The loss of our empathy robs them off the ability to self-assert to speak their pain. In her book ‘Why does Patriarchy persist’ feminist psychologist Carol Gilligan says, ‘Knowing and caring are essential to political resistance and specifically to resisting the gender strictures of patriarchy that separate intelligence (knowing) from emotion (caring) and render both men and women less than fully human.’

The conspiracy of gendered violence is aided by political structures that buy women’s silence and decide their humanity on the basis of their religion, caste and class. Can justice for Moumita exist in a world where the urban, upper caste, upper class women take pride in their silence on Ankita, Asifa, Bilkis?

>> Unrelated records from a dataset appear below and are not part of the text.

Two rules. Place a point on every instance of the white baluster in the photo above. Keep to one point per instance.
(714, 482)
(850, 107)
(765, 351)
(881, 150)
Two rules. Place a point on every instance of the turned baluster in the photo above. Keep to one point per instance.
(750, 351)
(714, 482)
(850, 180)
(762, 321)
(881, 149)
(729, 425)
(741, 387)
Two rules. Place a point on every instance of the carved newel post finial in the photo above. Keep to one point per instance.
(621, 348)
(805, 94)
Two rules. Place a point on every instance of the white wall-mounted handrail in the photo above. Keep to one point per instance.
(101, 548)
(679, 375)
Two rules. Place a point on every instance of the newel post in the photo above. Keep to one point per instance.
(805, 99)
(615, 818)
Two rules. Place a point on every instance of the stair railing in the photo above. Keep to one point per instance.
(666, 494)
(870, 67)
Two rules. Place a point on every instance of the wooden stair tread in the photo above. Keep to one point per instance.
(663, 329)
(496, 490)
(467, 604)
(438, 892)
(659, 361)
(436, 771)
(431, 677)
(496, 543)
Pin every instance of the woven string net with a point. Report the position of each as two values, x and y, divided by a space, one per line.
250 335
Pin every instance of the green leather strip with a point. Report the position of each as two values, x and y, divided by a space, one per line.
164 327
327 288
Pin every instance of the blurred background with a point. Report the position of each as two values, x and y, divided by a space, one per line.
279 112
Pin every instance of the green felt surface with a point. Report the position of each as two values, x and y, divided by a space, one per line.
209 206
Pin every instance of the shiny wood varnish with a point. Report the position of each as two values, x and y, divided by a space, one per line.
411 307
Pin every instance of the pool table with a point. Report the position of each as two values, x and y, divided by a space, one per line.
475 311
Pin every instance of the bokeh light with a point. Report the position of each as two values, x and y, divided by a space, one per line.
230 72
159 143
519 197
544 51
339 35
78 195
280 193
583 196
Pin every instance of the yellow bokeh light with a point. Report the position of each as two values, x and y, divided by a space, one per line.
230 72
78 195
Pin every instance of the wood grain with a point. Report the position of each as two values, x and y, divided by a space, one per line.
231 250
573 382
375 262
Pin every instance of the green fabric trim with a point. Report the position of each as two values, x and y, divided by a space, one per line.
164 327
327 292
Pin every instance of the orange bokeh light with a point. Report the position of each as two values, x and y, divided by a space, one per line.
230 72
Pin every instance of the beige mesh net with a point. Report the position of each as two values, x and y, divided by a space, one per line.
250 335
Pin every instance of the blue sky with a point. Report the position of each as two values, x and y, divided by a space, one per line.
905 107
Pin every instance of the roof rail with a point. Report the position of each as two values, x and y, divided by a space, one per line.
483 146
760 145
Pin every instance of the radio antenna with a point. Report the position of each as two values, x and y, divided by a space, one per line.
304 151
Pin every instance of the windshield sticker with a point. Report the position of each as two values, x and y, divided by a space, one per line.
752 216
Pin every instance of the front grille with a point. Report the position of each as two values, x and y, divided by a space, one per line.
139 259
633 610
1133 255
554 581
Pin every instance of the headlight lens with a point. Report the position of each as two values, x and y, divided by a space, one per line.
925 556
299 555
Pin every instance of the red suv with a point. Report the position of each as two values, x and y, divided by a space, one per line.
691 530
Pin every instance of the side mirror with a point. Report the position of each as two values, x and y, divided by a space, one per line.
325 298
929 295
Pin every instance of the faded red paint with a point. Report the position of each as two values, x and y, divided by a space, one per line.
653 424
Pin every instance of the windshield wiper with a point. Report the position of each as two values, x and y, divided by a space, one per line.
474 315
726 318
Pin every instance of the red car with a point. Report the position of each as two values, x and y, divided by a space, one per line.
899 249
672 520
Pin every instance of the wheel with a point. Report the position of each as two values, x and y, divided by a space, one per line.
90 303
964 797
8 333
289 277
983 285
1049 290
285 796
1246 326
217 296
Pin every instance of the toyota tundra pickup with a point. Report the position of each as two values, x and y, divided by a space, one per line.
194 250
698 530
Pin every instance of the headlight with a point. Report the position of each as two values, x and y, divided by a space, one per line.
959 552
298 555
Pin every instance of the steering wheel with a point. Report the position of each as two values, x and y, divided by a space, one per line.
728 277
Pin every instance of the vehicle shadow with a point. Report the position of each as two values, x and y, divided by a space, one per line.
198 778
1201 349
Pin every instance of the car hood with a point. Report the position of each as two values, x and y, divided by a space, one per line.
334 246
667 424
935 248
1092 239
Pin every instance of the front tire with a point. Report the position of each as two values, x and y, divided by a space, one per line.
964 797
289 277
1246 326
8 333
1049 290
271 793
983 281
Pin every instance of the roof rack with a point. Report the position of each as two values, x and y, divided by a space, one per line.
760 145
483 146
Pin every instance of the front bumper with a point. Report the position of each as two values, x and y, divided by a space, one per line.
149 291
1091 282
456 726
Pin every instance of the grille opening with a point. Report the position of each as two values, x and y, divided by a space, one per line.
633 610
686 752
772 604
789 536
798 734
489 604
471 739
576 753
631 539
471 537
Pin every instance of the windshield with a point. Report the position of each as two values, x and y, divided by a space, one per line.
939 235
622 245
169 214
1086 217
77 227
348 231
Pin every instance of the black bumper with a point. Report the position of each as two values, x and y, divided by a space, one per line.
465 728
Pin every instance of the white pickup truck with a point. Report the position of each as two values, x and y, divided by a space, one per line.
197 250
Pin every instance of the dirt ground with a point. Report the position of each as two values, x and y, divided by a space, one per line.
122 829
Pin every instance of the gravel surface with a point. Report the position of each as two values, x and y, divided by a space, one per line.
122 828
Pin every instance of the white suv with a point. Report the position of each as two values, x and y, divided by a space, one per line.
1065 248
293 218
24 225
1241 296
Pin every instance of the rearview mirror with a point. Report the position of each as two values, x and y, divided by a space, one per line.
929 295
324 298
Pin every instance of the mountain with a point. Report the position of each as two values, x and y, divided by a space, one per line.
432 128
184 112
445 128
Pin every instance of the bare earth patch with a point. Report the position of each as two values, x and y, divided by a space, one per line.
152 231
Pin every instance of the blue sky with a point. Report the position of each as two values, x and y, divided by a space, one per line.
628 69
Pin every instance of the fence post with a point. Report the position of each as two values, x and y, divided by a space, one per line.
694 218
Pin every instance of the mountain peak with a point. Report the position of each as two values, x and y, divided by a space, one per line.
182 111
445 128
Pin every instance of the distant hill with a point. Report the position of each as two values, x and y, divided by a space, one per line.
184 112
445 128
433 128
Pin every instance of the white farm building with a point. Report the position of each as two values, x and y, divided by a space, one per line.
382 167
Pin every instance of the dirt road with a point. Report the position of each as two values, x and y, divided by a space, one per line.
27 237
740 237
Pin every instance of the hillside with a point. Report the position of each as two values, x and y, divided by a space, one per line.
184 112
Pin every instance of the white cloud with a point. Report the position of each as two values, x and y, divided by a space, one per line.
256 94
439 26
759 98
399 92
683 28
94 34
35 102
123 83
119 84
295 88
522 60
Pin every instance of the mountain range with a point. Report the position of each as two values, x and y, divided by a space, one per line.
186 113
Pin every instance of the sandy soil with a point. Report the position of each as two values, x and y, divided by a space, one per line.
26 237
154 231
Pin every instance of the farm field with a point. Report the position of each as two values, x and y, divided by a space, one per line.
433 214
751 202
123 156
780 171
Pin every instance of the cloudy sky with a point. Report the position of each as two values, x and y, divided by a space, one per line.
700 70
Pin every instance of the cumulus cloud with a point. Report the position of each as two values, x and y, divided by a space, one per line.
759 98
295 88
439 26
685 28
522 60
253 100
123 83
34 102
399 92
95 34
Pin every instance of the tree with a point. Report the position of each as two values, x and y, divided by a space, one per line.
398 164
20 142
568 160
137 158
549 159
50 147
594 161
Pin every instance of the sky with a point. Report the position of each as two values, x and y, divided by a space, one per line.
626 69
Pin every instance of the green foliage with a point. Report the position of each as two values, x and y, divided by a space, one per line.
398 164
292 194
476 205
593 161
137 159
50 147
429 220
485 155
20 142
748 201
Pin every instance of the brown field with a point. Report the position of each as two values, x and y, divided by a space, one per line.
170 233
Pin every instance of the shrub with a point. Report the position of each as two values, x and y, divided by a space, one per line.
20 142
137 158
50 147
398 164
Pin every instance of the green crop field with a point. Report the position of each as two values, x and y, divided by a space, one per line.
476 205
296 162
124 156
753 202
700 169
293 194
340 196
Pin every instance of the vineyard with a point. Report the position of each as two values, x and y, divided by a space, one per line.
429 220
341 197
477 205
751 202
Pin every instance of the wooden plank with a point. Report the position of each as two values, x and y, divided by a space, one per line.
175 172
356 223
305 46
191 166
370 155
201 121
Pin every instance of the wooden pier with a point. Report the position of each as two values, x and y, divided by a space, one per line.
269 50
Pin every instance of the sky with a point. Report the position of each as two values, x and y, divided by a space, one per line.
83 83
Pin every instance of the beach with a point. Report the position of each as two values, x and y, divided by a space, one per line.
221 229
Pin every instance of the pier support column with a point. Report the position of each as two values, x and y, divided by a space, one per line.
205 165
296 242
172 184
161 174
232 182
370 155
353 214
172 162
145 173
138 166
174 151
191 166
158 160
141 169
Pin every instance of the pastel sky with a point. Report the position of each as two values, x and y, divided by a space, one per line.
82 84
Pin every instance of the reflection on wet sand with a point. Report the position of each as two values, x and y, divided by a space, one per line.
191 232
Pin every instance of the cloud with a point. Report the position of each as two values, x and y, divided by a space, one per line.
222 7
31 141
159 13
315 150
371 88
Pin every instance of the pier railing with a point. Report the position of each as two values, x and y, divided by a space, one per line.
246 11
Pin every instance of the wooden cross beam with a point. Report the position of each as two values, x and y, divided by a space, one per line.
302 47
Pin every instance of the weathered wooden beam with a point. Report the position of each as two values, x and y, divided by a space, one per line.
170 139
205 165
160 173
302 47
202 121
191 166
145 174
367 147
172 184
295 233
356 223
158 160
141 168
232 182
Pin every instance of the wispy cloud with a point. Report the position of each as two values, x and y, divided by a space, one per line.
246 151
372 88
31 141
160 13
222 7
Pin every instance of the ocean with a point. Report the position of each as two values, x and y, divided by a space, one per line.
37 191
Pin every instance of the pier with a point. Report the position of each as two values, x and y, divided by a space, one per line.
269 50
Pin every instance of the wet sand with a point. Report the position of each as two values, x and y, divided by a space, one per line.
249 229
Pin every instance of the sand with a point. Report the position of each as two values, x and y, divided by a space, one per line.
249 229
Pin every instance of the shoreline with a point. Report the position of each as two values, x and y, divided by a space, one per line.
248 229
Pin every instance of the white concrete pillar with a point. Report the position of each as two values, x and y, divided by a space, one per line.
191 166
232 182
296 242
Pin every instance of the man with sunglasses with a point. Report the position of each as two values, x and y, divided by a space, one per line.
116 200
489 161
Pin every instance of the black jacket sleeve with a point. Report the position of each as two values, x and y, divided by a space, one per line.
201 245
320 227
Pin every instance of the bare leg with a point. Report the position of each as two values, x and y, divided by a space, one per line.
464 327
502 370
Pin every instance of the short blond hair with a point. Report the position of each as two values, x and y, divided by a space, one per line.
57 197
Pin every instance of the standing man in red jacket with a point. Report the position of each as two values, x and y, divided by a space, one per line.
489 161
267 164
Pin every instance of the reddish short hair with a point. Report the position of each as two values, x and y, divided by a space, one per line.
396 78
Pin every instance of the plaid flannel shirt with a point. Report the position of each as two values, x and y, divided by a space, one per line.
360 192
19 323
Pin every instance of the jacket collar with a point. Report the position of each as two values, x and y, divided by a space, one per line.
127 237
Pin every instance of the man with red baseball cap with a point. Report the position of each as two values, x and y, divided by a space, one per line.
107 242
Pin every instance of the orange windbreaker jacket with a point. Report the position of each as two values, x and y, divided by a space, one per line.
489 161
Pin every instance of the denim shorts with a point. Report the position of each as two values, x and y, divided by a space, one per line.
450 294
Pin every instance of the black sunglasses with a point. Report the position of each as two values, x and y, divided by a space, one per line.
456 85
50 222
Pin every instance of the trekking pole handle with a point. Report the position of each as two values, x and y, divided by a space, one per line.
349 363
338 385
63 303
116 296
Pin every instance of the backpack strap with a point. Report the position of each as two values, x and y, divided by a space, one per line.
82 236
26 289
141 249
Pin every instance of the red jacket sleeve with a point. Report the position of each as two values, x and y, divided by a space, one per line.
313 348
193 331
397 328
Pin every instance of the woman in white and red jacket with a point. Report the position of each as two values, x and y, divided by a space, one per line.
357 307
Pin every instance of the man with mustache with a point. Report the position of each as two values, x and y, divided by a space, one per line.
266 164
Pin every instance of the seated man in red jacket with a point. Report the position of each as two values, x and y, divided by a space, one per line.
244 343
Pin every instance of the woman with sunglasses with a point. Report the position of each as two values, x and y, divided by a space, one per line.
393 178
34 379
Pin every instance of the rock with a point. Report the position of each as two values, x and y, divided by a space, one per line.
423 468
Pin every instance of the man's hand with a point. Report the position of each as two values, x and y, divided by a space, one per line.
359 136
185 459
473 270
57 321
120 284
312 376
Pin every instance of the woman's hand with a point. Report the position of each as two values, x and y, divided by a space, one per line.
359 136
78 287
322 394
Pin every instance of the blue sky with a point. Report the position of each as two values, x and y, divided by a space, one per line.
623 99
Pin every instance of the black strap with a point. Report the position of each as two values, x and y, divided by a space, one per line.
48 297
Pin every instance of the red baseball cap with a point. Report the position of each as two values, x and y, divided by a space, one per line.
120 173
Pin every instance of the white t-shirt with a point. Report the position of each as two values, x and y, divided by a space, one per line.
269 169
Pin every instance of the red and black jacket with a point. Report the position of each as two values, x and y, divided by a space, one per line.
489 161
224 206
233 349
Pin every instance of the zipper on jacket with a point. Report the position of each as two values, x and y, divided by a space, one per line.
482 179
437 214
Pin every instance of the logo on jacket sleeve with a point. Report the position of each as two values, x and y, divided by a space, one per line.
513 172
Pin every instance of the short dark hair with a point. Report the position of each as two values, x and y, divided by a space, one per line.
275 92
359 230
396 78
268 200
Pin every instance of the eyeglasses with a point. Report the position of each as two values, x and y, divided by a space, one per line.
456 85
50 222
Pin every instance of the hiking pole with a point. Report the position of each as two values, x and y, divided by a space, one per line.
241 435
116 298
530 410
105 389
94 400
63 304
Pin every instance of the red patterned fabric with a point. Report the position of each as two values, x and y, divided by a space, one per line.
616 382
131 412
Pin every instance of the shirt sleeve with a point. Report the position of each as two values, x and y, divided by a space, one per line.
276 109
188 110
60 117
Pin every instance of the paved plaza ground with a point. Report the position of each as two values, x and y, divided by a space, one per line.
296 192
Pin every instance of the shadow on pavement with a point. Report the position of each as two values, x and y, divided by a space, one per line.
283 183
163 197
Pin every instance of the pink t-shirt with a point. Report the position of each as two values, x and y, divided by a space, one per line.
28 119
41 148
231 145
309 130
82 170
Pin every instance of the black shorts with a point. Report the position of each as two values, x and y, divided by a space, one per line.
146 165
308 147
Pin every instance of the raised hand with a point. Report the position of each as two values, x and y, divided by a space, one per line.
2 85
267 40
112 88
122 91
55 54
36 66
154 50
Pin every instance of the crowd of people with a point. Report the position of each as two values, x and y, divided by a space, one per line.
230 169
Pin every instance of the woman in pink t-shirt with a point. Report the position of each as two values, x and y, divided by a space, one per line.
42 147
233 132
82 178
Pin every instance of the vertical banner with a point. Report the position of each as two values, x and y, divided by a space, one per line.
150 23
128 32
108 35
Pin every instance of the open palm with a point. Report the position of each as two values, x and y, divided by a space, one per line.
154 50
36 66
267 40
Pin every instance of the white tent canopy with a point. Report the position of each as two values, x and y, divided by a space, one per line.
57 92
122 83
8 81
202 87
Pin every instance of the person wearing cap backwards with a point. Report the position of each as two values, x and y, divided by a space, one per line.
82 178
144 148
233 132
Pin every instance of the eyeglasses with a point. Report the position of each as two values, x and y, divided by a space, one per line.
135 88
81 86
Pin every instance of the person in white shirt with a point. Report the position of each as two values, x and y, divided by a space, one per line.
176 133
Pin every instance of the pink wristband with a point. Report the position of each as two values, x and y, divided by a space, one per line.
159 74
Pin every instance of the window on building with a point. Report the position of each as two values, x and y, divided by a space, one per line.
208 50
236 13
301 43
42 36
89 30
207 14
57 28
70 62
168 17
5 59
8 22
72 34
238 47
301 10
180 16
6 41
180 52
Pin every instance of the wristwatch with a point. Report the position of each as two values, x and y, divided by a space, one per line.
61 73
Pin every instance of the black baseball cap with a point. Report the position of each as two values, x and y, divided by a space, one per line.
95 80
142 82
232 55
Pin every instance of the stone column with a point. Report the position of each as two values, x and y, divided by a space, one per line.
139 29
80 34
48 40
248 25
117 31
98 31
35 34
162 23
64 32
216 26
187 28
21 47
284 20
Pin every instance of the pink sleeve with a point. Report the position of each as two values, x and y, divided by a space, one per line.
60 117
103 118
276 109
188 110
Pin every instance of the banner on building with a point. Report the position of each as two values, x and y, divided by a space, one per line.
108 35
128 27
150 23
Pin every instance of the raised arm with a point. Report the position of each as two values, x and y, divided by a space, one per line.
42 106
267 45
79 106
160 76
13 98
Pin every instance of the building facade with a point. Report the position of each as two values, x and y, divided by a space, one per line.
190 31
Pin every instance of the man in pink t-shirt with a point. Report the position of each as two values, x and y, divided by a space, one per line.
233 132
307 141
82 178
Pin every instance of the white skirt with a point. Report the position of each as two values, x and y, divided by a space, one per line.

The universe that denies the claims to justice of the othered will time and again keep exploding in our sweet, self-denying faces – all blood, gore and horrific detail – where in utter despair we will have to explain the need for justice by the numbering of wounds, listing their weight and depth, as if the extent of dismemberment would prove deservingness. That because ‘this happened’ to someone who was ‘right caste-class-everything’ the right to reparation is undeniable.

Actually, we don’t want justice for her.

We only want a resumption of our normalcy, where we can silently deny casual everyday assaults and participate in the conspiracy that rapes don’t happen to women like us.

That when ‘others’ are raped, it’s because of their religion, caste and class. Not rape really, but politics. And that the mindset of treating women as fair game is not a universal cancer but a small excisable tumour, we can stay safe from, if only rapists are hung to death at once.

Varsha Tiwary is a Delhi based writer and translator. She has recently published 1990, Aramganj a translation of the best-selling Hindi novel Rambhakt Rangbaz.